L'article 36-1 de la loi Royer énumère, en effet, de manière exhaustive l'ensemble des critères devant motiver la décision de la commission. Je n'en citerai que quelques-uns : la fréquentation cinématographique observée dans la zone, la situation de la concurrence, la nature et la composition du parc de salles, l'effet potentiel du projet sur la fréquentation et sur l'équilibre souhaitable entre les différentes formes d'offre de cinéma, la préservation d'une animation culturelle et économique suffisante de la vie urbaine et l'équilibre des agglomérations, le projet de programmation envisagé pour l'établissement objet de la demande d'autorisation, les relations avec les établissements de spectacles cinématographiques de la zone d'attraction concernée, la qualité architecturale du projet.

C'est la prise en compte de l'ensemble de ces critères qui fait la force et l'utilité des commissions départementales d'équipement cinématographique, et non seulement celui de la densité, qui, s'il est certes important, ne permet pas une lecture précise de la diversité des formes d'offre de cinéma.

Le cinéma n'est pas un bien ou un service comme les autres. Comme tout équipement culturel, il appelle une intervention du politique, qui doit jouer pleinement son rôle de régulateur en prenant en compte la pluralité des intérêts en jeu.

Il ne s'agit pas d'empêcher les investissements dans les projets de création ou d'extension de multiplexes.

La loi Royer, depuis la loi portant diverses dispositions relatives à l'urbanisme, à l'habitat et à la construction du 2 juillet 2003, prévoit d'ailleurs la compétence des commissions départementales à partir d'un projet de trois cents places. Ce ne sont donc pas uniquement les équipements de type multiplexe qui sont soumis à l'autorisation préalable de ces commissions, c'est bien l'ensemble des projets de création de salles dépassant ce seuil, parmi lesquels figurent certes les projets de multiplexe, mais également ceux de taille plus modeste.

Le bilan des décisions rendues par les commissions départementales justifierait-il, par ailleurs, une exonération de ce dispositif ?

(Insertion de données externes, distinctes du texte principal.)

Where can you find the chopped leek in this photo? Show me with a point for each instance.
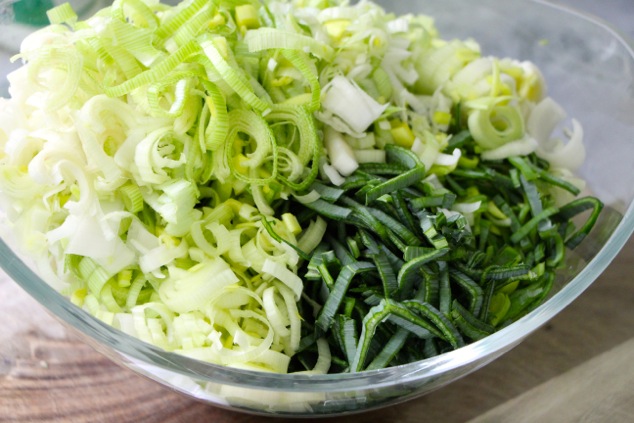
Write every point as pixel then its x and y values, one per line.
pixel 287 185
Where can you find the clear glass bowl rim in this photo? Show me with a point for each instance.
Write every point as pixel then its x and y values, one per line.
pixel 101 335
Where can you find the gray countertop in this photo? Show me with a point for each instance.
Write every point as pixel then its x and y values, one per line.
pixel 618 13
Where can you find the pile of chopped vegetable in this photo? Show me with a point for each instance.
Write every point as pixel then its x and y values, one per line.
pixel 302 185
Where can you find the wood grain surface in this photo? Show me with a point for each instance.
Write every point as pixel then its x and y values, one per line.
pixel 576 368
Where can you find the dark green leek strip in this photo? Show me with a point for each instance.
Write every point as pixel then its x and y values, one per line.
pixel 387 274
pixel 326 277
pixel 532 224
pixel 532 195
pixel 328 311
pixel 426 202
pixel 449 331
pixel 471 326
pixel 378 314
pixel 357 180
pixel 346 329
pixel 375 316
pixel 412 252
pixel 558 182
pixel 471 287
pixel 498 273
pixel 364 217
pixel 445 297
pixel 328 193
pixel 508 212
pixel 557 250
pixel 387 354
pixel 403 212
pixel 403 180
pixel 383 168
pixel 523 299
pixel 395 226
pixel 527 171
pixel 486 300
pixel 329 210
pixel 342 253
pixel 409 273
pixel 578 206
pixel 404 321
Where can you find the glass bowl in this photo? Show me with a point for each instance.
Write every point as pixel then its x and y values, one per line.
pixel 589 68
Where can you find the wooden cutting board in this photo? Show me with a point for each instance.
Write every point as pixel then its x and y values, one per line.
pixel 577 368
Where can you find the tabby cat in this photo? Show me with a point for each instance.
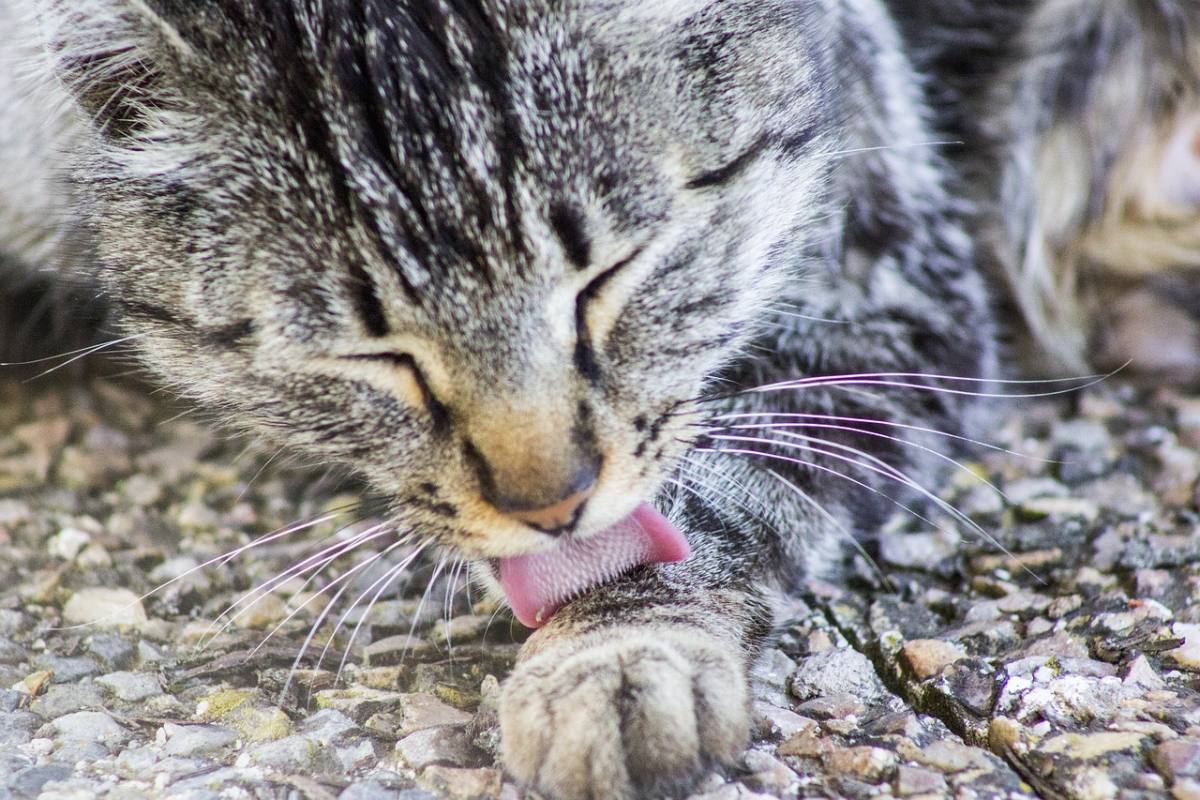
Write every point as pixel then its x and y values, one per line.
pixel 643 307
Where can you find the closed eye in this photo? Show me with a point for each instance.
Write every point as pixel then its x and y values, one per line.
pixel 438 411
pixel 723 175
pixel 585 349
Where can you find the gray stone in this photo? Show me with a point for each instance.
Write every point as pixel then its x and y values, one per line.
pixel 328 726
pixel 838 672
pixel 17 728
pixel 29 782
pixel 295 755
pixel 832 707
pixel 372 791
pixel 135 763
pixel 90 726
pixel 111 650
pixel 11 699
pixel 1177 758
pixel 59 701
pixel 131 686
pixel 355 755
pixel 197 739
pixel 915 780
pixel 773 723
pixel 769 677
pixel 11 653
pixel 67 671
pixel 148 654
pixel 105 607
pixel 442 746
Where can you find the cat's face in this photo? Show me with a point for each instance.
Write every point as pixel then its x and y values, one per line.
pixel 490 258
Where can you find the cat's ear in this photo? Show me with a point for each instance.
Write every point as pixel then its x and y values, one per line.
pixel 120 59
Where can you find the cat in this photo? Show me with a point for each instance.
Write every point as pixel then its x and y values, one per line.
pixel 645 308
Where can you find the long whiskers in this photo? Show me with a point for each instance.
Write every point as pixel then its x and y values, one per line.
pixel 880 467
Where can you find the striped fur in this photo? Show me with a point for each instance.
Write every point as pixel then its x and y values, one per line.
pixel 459 242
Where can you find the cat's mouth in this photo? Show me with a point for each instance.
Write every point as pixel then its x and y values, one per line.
pixel 539 584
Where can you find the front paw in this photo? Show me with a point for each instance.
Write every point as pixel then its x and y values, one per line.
pixel 628 714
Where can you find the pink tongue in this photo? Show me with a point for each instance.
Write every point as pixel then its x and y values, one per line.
pixel 538 584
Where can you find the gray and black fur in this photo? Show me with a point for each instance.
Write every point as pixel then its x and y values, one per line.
pixel 478 250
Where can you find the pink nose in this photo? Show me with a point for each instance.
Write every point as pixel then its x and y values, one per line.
pixel 555 517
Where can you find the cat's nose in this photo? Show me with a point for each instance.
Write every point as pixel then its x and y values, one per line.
pixel 553 518
pixel 547 499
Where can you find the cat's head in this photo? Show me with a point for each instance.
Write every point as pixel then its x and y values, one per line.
pixel 487 253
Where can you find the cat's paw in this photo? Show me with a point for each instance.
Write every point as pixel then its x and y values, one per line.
pixel 637 714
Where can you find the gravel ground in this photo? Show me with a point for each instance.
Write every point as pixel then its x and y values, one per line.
pixel 1067 667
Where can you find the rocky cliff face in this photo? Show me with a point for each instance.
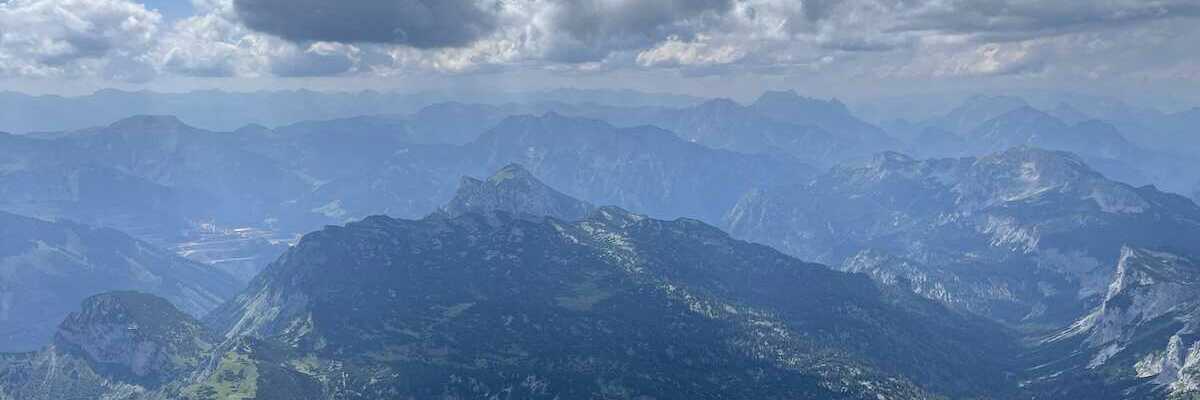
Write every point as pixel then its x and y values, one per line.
pixel 47 268
pixel 119 345
pixel 1143 338
pixel 135 338
pixel 515 190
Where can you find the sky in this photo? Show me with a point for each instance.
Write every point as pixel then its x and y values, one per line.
pixel 701 47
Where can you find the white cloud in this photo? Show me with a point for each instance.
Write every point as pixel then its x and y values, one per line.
pixel 676 52
pixel 922 39
pixel 76 37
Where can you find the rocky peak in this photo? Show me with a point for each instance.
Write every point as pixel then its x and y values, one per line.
pixel 135 336
pixel 515 190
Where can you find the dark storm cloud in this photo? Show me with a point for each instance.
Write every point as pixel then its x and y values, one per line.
pixel 417 23
pixel 1020 19
pixel 589 30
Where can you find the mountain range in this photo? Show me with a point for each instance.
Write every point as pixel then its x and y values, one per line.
pixel 490 303
pixel 46 269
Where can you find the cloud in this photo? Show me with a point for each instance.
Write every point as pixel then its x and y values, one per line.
pixel 849 39
pixel 318 60
pixel 676 52
pixel 589 30
pixel 75 37
pixel 415 23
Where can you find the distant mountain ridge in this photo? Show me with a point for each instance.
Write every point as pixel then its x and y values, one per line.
pixel 441 305
pixel 1002 228
pixel 47 268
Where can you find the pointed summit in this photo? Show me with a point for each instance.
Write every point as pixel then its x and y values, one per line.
pixel 515 190
pixel 136 336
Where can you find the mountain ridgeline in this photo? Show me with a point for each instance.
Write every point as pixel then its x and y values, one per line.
pixel 672 249
pixel 490 302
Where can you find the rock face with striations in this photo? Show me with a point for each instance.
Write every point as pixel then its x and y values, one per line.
pixel 515 190
pixel 119 345
pixel 47 268
pixel 137 336
pixel 1143 339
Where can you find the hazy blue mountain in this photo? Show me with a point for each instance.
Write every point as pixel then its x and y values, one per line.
pixel 643 168
pixel 226 111
pixel 724 124
pixel 1141 339
pixel 831 115
pixel 1068 113
pixel 976 111
pixel 1024 236
pixel 46 269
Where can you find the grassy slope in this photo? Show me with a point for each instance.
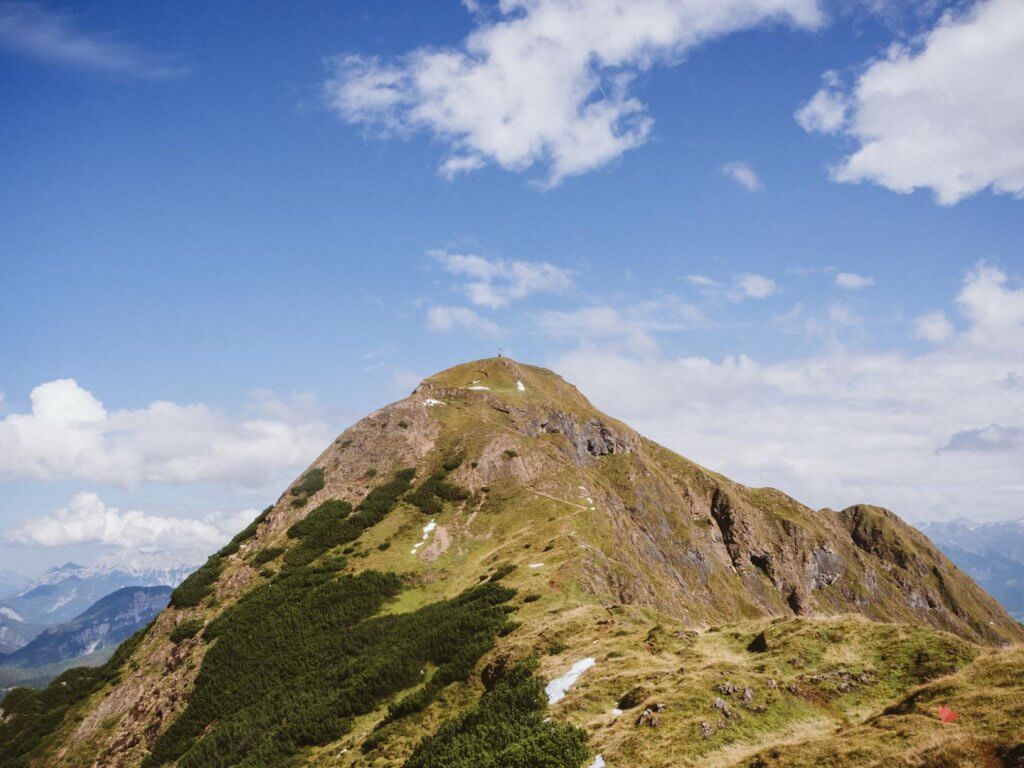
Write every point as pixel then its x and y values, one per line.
pixel 528 509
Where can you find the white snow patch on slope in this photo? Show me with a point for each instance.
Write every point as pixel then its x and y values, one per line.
pixel 10 613
pixel 426 535
pixel 558 687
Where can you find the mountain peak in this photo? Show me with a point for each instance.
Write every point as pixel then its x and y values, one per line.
pixel 495 515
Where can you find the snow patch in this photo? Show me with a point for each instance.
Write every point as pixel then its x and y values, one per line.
pixel 558 687
pixel 10 613
pixel 426 535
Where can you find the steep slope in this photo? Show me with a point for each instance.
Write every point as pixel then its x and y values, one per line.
pixel 384 610
pixel 992 553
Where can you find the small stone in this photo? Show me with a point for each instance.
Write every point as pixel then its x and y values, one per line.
pixel 759 644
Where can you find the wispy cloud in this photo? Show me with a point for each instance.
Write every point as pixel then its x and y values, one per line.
pixel 542 82
pixel 943 113
pixel 35 31
pixel 743 175
pixel 741 287
pixel 497 283
pixel 853 282
pixel 844 424
pixel 87 519
pixel 68 433
pixel 443 318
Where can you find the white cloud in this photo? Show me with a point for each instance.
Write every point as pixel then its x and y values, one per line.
pixel 945 114
pixel 743 175
pixel 634 325
pixel 853 282
pixel 496 283
pixel 29 28
pixel 543 82
pixel 69 433
pixel 444 318
pixel 995 311
pixel 993 438
pixel 87 520
pixel 845 425
pixel 739 288
pixel 826 111
pixel 934 327
pixel 701 280
pixel 757 286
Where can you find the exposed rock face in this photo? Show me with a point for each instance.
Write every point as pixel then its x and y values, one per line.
pixel 626 522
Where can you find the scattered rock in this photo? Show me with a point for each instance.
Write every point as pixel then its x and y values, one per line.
pixel 648 718
pixel 759 644
pixel 722 707
pixel 633 697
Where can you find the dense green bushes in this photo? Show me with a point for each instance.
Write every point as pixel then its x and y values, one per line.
pixel 31 716
pixel 184 630
pixel 199 584
pixel 433 492
pixel 505 730
pixel 295 659
pixel 333 522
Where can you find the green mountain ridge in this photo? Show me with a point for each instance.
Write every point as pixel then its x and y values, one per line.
pixel 406 601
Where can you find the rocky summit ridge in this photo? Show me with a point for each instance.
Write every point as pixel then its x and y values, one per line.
pixel 453 555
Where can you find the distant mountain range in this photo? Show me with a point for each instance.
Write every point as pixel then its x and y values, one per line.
pixel 103 625
pixel 991 552
pixel 14 631
pixel 494 572
pixel 11 583
pixel 62 593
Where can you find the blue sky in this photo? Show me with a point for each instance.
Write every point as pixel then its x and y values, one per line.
pixel 236 231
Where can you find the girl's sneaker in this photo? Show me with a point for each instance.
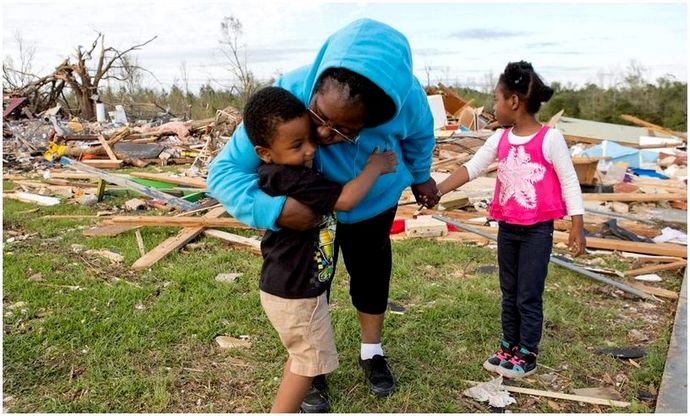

Les chiffres fournis par le Centre national de la cinématographie, le CNC, dont fait état M. Richert dans son rapport, au nom de la commission des affaires culturelles, sont éloquents : depuis juillet 1996, sur les 270 demandes d'autorisation examinées, 76 % ont fait l'objet d'une décision d'autorisation en première instance et 30 % de ces décisions ont fait l'objet d'un recours devant la Commission nationale d'équipement commercial. Au final, à l'issue de ces deux procédures, 73 % des demandes ont été satisfaites.

Madame la ministre, on ne peut donc pas dire que ce régime d'autorisation préalable constitue un frein aux projets de création ou d'extension de salles. Bien au contraire, nous pensons qu'il est un atout pour le cinéma français en ce qu'il participe à l'harmonisation de l'offre de salles par le biais d'une mise en perspective des projets, conformément à la réalité économique et culturelle des territoires envisagés.

C'est pourquoi, madame la ministre, comme vous le demanderont d'ailleurs MM. les rapporteurs des commissions des affaires culturelles, sociales et économiques, nous souhaitons le maintien de ce régime d'autorisation préalable.